Wheat's observations on the many routes shown on the map is accurate. These include Mail Routes, military roads, explorers routes and traders routes ,dotted with early western forts, settlements and observations on the lands. Interesting, Wheat notes in his footnote 18 to the map that while he was initially convinced that the map was drawn from a larger map by Colton, his request to the Library of Congress Map Division to assist in locating the source map was unsuccessful, and indeed the sole known example until the discovery of this example was the copy located by Wheat at the Bancroft Library at UC Berkeley.
The map's remarkable detail is not limited to the area along the Central Pacific Route. For example, the detail in Southern California and Arizona, is quite extraordinary. One of the more unusual features is the demarcation of numerous mining regions (see for example the area around Prescott, Arizona), even in unexpected places like Little Bear Valley and Holcomb Valley in the San Bernardino Mountains.
The map also notes recent gold discoveries, such as the recent gold discoveries in the area of Boise, Idaho.
The second known example of this extraordinary rarity.
OCLC locates one example: Bancroft Library.

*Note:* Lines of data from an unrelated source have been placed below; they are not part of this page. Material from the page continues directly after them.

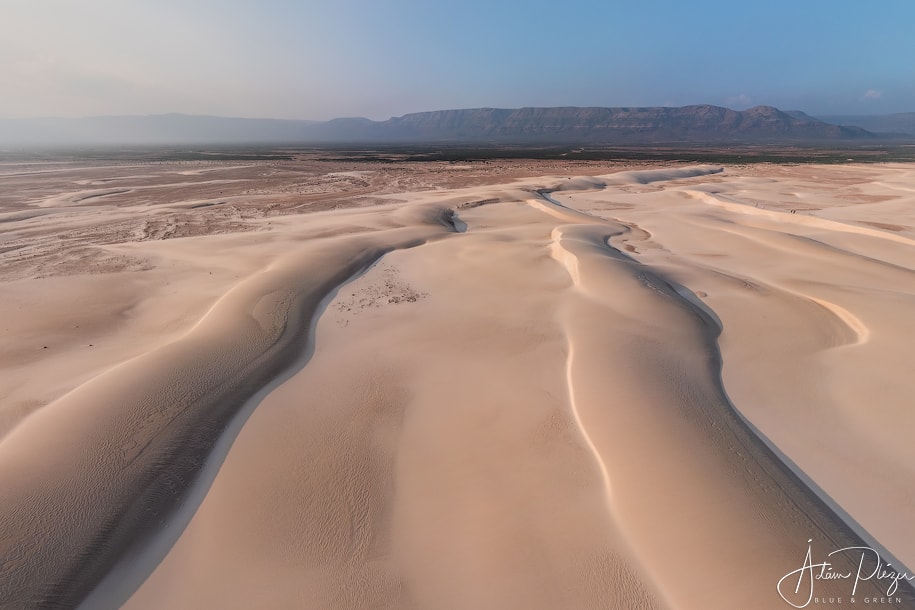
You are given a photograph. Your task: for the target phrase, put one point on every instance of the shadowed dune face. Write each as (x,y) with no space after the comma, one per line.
(638,389)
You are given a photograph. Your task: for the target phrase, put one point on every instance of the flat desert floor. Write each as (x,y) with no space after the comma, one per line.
(487,384)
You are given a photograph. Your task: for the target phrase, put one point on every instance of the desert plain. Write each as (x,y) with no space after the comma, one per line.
(311,383)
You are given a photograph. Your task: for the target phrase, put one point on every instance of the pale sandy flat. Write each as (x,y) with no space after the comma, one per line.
(305,384)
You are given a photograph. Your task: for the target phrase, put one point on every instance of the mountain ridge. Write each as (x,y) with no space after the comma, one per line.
(700,123)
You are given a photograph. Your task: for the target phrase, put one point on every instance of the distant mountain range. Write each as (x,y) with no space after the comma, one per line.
(901,124)
(566,125)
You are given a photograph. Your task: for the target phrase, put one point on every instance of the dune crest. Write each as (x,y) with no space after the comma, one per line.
(595,391)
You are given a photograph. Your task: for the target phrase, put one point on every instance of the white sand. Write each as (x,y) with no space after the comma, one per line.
(476,401)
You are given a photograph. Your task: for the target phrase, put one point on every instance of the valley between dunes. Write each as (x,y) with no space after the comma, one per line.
(499,384)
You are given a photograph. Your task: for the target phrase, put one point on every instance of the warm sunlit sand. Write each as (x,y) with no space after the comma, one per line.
(489,385)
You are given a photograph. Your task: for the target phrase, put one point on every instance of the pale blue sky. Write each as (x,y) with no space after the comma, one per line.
(382,58)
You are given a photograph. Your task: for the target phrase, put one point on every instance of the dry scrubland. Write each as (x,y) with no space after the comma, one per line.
(501,384)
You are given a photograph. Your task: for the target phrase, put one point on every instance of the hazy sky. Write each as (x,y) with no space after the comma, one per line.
(380,58)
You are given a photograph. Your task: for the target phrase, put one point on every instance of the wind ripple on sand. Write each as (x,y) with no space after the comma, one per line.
(73,513)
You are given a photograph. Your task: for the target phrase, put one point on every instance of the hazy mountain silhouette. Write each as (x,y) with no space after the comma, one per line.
(646,125)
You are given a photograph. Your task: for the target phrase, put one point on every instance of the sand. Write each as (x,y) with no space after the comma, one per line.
(487,385)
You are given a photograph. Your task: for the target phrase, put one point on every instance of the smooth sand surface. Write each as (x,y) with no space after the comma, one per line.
(499,385)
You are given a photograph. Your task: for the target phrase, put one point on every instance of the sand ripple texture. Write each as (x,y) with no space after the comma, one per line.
(642,389)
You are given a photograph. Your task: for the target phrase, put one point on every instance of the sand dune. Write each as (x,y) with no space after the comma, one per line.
(625,390)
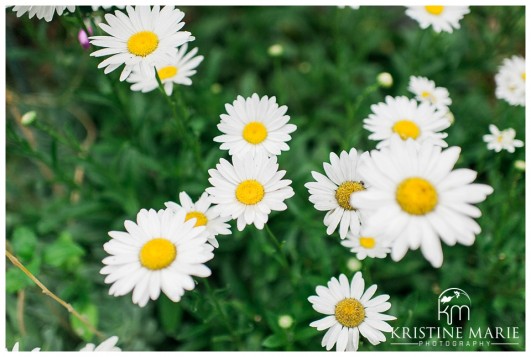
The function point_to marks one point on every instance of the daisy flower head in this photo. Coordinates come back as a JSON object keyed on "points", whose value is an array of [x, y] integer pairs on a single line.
{"points": [[404, 118], [204, 215], [367, 246], [351, 311], [109, 345], [45, 12], [332, 192], [175, 70], [499, 140], [255, 125], [249, 189], [417, 198], [510, 81], [160, 252], [16, 348], [142, 38], [426, 91], [441, 18]]}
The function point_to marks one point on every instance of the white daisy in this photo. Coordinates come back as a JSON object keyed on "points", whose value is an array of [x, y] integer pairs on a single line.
{"points": [[366, 246], [426, 91], [332, 192], [249, 189], [405, 118], [45, 12], [416, 197], [159, 252], [441, 18], [204, 215], [351, 310], [16, 348], [255, 125], [109, 345], [498, 140], [143, 38], [177, 70], [510, 81]]}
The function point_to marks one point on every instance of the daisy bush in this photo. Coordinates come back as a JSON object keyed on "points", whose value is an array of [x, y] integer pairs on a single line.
{"points": [[261, 178]]}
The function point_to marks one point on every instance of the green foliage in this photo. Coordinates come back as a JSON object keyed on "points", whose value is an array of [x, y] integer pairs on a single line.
{"points": [[98, 152]]}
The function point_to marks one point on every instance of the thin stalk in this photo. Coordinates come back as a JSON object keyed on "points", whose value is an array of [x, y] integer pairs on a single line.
{"points": [[223, 314], [278, 246], [190, 140], [81, 21], [46, 291]]}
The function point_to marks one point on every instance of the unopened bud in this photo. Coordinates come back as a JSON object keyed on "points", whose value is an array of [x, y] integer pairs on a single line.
{"points": [[28, 118], [385, 79]]}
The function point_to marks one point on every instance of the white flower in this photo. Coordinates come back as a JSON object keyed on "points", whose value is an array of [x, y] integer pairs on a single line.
{"points": [[249, 189], [45, 12], [426, 91], [141, 39], [351, 310], [177, 69], [405, 118], [204, 215], [16, 348], [441, 18], [255, 125], [498, 140], [159, 252], [510, 81], [366, 246], [416, 197], [332, 192], [109, 345]]}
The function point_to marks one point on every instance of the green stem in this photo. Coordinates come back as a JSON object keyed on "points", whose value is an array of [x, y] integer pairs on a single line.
{"points": [[185, 132], [283, 258], [81, 22], [223, 314], [352, 110]]}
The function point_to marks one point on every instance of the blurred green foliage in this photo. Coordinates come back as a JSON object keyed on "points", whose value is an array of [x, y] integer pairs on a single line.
{"points": [[99, 152]]}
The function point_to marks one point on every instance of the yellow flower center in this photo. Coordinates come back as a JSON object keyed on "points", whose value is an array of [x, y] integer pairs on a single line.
{"points": [[416, 196], [200, 217], [255, 132], [406, 129], [350, 312], [142, 43], [344, 191], [250, 192], [367, 242], [167, 72], [434, 9], [158, 253]]}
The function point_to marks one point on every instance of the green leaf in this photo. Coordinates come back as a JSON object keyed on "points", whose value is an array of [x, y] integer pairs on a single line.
{"points": [[16, 280], [275, 341], [24, 243], [170, 314], [90, 312], [64, 252]]}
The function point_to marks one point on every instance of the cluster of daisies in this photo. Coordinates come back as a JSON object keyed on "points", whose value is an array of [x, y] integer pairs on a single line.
{"points": [[405, 194]]}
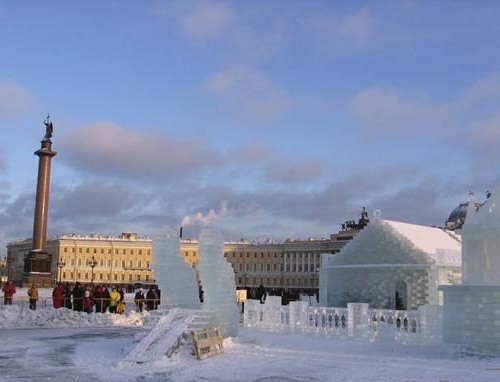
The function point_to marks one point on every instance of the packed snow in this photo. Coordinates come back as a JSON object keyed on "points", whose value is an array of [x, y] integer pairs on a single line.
{"points": [[61, 345]]}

G. W. & C. B. Colton was a prominent family firm of mapmakers who were leaders in the American map trade in the nineteenth century. The business was founded by Joseph Hutchins Colton (1800-1893) who bought copyrights to existing maps and oversaw their production. By the 1850s, their output had expanded to include original maps, guidebooks, atlases, and railroad maps. Joseph was succeeded by his sons, George Woolworth (1827-1901) and Charles B. Colton (1831-1916). The firm was renamed G. W. & C. B. Colton as a result. George is thought responsible for their best-known work, the General Atlas, originally published under that title in 1857. In 1898, the brothers merged their business and the firm became Colton, Ohman, & Co., which operated until 1901, when August R. Ohman took on the business alone and dropped the Colton name.